Posted in nanotechnology, Natl-Inst-For-Nanotechnology, NINT on January 18th 2006 by Randy Reichardt

.: It was made official today. Effective immediately, I am now the librarian for the National Institute for Nanotechnology, aka the NINT Librarian. The position is a one-year, half-time secondment from my current position. The new NINT building won’t open until May 2006, but NINT itself has been on campus since 2001, operating out of the sixth floor of ECERF, the Electrical and Computer Engineering Research Facility. Much has yet to be worked out, not the least of which is what kind of services I will be providing, as well as office space, security clearance (this is a federal facility, jointly sponsored by the province and the university), and a breakdown of time between the SciTech Library and NINT. When NINT moves into the new building in May, I will be along for the ride.

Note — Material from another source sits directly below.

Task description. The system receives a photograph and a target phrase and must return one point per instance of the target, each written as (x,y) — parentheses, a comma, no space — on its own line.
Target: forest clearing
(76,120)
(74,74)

This will be exciting. It is a very new development for me, literally – only yesterday the mechanics were put in motion, documents signed, introductions made, etc. What is NINT? An excerpt from its research overview:

The focus of the National Institute for Nanotechnology’s (NINT) research program is integration – the combination of separate nano-scale devices and materials into complex nanosystems that are connected the outside world. NINT explores the integration, at the molecular level, of nature’s most powerful nano-devices such as proteins, lipids, and other biological structures made from ‘soft’ organic material, with crystalline semiconductors, metals, and catalysts made from inorganic ‘hard’ materials. The connection of natural biological or synthetic bio-inspired structures with electronics and information systems will lead to new and extremely powerful tools and technology platforms with broad application in the life sciences, medicine, materials science, and electronics and computation.